Ceci ne serait qu’une première étape pour disposer rapidement d’une défense haute altitude limitée, bénéficiant de l’apport du troisième site américain, éventuellement interfaçable, via le C4I de l’OTAN, au C4I d’alerte russe. Ce système pourrait être amélioré par la suite en augmentant la capacité haute altitude par l’ajout de composantes européennes combinées aux composantes d’origine américaine pour les systèmes longue portée (rajout de satellite au réseau de satellites d’alerte « SBIRS »0, rajout de radar longue portée en bande basse, rajout d’intercepteurs haute altitude) à l’horizon 2016-2020. L’avantage d’une telle approche serait ainsi d’éliminer une grande part du malaise ressenti sur cette question stratégique au sein de l’Alliance par manque de transparence sur les capacités, le management du système et les conséquences induites. Cela permettrait également de construire un prolongement à la coopération initialisée entre l’OTAN et la Russie et de fournir une option pour relier, si cela était envisagé, le système d’alerte russe existant à celui de l’OTAN.
En guise de conclusion
L’Europe peut se lancer assez rapidement et à moindre coût dans un projet de défense antimissiles du territoire européen, en précisant immédiatement qu’un tel système ne peut que trouver naturellement sa place au côté des capacités de dissuasion nucléaire dont certains États disposent déjà.

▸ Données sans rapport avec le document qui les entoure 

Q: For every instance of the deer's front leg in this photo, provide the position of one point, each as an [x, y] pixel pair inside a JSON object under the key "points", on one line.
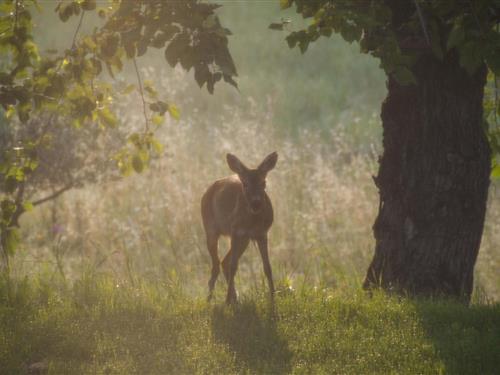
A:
{"points": [[238, 246], [262, 243]]}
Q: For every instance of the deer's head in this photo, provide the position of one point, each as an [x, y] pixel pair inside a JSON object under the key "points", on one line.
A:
{"points": [[253, 180]]}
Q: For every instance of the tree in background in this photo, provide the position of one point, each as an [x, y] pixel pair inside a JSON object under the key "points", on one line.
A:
{"points": [[434, 172], [53, 101]]}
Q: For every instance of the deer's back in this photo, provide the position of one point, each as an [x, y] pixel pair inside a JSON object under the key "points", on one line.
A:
{"points": [[225, 210]]}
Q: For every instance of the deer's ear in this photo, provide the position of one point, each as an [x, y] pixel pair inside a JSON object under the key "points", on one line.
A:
{"points": [[235, 164], [269, 162]]}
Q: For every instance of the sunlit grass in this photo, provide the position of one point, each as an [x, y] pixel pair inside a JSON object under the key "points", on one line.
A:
{"points": [[103, 327]]}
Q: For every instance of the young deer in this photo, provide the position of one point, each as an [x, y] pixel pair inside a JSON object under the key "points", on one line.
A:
{"points": [[238, 206]]}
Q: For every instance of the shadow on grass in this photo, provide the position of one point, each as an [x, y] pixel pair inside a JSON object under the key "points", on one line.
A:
{"points": [[252, 337], [466, 339]]}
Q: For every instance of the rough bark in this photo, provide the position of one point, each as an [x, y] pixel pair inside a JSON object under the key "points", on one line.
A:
{"points": [[433, 182]]}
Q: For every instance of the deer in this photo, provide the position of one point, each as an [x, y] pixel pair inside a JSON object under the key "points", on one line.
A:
{"points": [[239, 207]]}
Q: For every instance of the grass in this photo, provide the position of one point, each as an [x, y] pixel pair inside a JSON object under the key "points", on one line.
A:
{"points": [[99, 326], [111, 278]]}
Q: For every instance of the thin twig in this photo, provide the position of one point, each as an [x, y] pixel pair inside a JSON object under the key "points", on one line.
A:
{"points": [[139, 81], [422, 22], [497, 104], [16, 15], [77, 30]]}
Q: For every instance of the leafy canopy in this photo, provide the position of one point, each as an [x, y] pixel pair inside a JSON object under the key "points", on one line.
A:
{"points": [[73, 86]]}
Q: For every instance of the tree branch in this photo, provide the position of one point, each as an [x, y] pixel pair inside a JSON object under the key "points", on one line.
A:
{"points": [[139, 81]]}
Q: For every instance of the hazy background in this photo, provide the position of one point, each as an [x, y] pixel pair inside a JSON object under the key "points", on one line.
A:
{"points": [[319, 111]]}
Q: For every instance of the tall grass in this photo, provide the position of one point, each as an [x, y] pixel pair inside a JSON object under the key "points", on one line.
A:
{"points": [[149, 226], [99, 326]]}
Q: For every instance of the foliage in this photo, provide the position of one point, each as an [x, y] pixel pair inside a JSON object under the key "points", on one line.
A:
{"points": [[71, 87], [400, 32], [103, 326]]}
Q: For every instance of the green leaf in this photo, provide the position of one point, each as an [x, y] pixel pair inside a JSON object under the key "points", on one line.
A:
{"points": [[470, 57], [284, 4], [404, 76], [28, 206], [351, 33], [495, 172], [276, 26], [88, 4]]}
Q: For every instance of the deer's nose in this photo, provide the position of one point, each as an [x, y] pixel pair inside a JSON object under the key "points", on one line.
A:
{"points": [[255, 204]]}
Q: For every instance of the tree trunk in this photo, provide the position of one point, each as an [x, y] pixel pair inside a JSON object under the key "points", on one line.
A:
{"points": [[433, 182]]}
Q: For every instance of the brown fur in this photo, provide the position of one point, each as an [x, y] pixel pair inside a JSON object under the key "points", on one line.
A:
{"points": [[238, 206]]}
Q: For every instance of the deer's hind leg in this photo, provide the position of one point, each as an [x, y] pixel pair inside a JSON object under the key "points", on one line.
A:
{"points": [[212, 245], [230, 265]]}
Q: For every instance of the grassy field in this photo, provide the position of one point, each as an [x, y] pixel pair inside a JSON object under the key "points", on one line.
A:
{"points": [[111, 278], [98, 326]]}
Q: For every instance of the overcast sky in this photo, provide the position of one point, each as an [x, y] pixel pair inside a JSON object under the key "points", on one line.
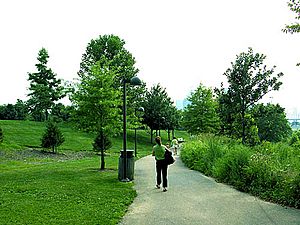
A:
{"points": [[175, 43]]}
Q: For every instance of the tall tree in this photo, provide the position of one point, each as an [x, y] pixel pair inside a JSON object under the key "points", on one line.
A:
{"points": [[122, 63], [200, 116], [271, 122], [112, 48], [97, 103], [249, 80], [157, 106], [295, 27], [53, 137], [45, 88]]}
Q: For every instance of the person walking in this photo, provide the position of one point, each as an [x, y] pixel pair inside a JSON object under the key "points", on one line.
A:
{"points": [[174, 145], [161, 166]]}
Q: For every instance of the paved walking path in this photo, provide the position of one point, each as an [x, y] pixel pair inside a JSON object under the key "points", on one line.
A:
{"points": [[193, 198]]}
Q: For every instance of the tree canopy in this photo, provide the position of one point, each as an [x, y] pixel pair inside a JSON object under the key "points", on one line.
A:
{"points": [[249, 80], [294, 6], [45, 88], [200, 116]]}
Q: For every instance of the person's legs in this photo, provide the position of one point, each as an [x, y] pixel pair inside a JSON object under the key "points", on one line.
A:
{"points": [[158, 173], [165, 174]]}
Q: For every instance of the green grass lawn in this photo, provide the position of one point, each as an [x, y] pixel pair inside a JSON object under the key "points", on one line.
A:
{"points": [[64, 188]]}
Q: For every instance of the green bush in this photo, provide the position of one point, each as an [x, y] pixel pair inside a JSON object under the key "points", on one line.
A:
{"points": [[269, 170], [1, 135], [232, 167]]}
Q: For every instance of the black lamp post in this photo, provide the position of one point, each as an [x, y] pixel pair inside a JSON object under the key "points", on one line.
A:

Pour réussir, elle a besoin:

  • d’un effort de développement progressif, commençant par une démarche pragmatique visant à relier les efforts de l’OTAN aux efforts nationaux en cours.

  • d’une vision finale sur la façon d’intégrer ces senseurs et ces systèmes d’armes dans un réseau contribuant finalement à une capacité de protection globale de l’espace aérien européen.

Elle doit, pour ce faire, mettre sur pied une coopération aux niveaux gouvernemental, international (OTAN) et industriel, sachant que la difficulté en Europe est de proposer un système intégré, probablement au travers de l’OTAN, et d’assurer financièrement la participation de l’industrie. La démarche pragmatique proposée ressemble par ailleurs à celle mise en œuvre entre le Japon et les États-Unis, et conduirait à un système intégré sous contrôle OTAN, à une coopération transatlantique et à une montée en puissance progressive de l’industrie européenne, impliquée dès le début. L’industrie est prête à participer à cet effort.